The Bloomington city council's social services funding committee met last week for a couple hours to hear proposals from the various social service agencies seeking a grant from the Hopkins fund. As is always the case, the proposals for funding came to more than the city had budgeted for grants, so the city will have to deny some of the requests and not fully fund others. This, of course, is why Planned Parenthood should not be funded.
I found it interesting that there we a number of requests to cover salaries. The guidelines for funding state that the funding request should be for a one-time investment, rather than an ongoing expense. According to the document posted on the city's website (download the PDF) "this restriction discourages agencies from relying on these funds from year to year and from using these funds to cover on-going (or operational) costs, particularly those relating to personnel."
This is another reason PP's request should be denied, because this is an ongoing program rather than a true one-time investment. This is not the purchase of an autoclave or a medical examining program (both of which have been purchased for PP by the city in the past) but a request for "help" for a sexual education program that will continue well into the future. Of course, PP does not need "help" for this program, as I have pointed out many times in the past. Planned Parenthood does not need the money. They are seeking a political endorsement, nothing more.
The focus of this program is Indiana University students, though the program is not limited to them. Councilor Andy Ruff asked if there would be a way to determine whether the students who are getting services from this program have a financial need for the program. The woman presenting for Planned Parenthood dodged the question, simply repeating an earlier statement that the program will focus on freshmen at IU.
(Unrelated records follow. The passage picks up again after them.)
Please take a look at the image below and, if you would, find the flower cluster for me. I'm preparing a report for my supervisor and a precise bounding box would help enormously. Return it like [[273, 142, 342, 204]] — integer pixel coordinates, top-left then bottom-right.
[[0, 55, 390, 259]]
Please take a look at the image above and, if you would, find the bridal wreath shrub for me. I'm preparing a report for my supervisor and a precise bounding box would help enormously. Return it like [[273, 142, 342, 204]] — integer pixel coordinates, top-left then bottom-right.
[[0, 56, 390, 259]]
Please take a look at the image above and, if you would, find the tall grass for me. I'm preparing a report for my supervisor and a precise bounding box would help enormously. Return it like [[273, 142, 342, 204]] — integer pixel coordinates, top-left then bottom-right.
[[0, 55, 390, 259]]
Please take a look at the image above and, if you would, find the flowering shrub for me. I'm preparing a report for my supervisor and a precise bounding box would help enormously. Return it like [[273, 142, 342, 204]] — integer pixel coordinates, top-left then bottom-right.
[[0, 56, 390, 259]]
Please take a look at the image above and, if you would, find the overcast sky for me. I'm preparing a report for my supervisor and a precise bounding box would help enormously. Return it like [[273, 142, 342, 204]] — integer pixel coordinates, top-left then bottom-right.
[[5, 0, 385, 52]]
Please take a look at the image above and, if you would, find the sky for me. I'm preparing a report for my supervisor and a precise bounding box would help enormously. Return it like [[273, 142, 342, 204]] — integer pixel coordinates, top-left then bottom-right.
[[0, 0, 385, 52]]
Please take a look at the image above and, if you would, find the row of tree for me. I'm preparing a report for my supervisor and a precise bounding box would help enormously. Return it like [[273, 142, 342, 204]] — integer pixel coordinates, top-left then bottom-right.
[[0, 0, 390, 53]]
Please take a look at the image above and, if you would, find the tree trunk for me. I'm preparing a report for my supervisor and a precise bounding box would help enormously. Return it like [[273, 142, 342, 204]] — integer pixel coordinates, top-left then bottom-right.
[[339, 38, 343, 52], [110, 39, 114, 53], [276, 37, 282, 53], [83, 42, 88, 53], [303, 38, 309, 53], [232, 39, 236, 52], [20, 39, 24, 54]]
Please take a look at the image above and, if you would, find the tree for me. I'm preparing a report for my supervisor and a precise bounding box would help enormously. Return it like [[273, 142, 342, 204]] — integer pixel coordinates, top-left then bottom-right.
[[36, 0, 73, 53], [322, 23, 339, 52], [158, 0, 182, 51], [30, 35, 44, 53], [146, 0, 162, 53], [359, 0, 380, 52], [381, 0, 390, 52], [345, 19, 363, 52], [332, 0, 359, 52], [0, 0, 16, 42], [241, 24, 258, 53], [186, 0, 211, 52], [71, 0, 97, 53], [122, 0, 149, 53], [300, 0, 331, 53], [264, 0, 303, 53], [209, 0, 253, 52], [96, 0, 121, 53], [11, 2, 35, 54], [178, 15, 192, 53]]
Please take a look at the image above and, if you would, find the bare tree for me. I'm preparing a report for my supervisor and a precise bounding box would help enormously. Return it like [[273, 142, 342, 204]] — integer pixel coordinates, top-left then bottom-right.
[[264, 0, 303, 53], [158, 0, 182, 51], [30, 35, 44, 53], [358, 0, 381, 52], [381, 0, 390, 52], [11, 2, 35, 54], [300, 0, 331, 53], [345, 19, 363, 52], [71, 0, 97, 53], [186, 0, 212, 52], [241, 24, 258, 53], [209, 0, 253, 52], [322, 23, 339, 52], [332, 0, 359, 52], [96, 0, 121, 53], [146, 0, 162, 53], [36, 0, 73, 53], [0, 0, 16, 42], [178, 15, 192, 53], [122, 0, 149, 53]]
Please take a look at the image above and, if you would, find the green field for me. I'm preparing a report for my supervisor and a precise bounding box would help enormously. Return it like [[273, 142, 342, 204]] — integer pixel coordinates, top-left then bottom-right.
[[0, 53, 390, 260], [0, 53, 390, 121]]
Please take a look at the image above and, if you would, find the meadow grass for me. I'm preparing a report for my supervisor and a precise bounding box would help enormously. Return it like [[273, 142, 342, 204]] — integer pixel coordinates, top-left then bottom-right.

Obviously, residents of Bloomington should not be paying for students to attend this program when they can easily pay for it themselves, and it is interesting that Planned Parenthood's representative dodged the question. It is easy to give a direct answer to that question, even if that answer is "I don't know and I will have to get back to you on that." Why did PP not answer Ruff's question directly? Sidestepping the question is a disservice to the taxpayers of Bloomington, and shows disrespect for those taxpayers and the city council.
I asked PP's representative after the meeting if this would be limited to college students or whether it would reach younger ages. I was not surprised to find out that it reached into local high schools, but it should be a concern that PP is also reaching into middle schools down to the sixth grade. They will be going into the schools. I sent an e-mail to the MCCSC School Board to ask questions about what PP would actually be doing when they go into the schools.
-------- Original Message --------
Subject: Sex, love and the freshman 15
Date: Sat, 19 May 2012 06:34:21 -0700 (PDT)
From: Scott Tibbs <firstname.lastname@example.org>
To: email@example.com, firstname.lastname@example.org, email@example.com, firstname.lastname@example.org, email@example.com, firstname.lastname@example.org, email@example.com
Dear School Board members,
Planned Parenthood is requesting a grant from city government for a sex education program that targets Indiana University students. PP's representative told me last Tuesday after her presentation to the social services funding committee that the program will also seek to educate younger students, down to the sixth grade, and that they would be going into the schools to provide this education. I have a few questions about this.
Does Planned Parenthood already have times scheduled for this program?
Will parents be informed about this, and will parents' permission be required for their children to participate?
How detailed will this program be? Specifically, what will be taught to these students?
Will Planned Parenthood also be offering STD testing to local middle and high school students?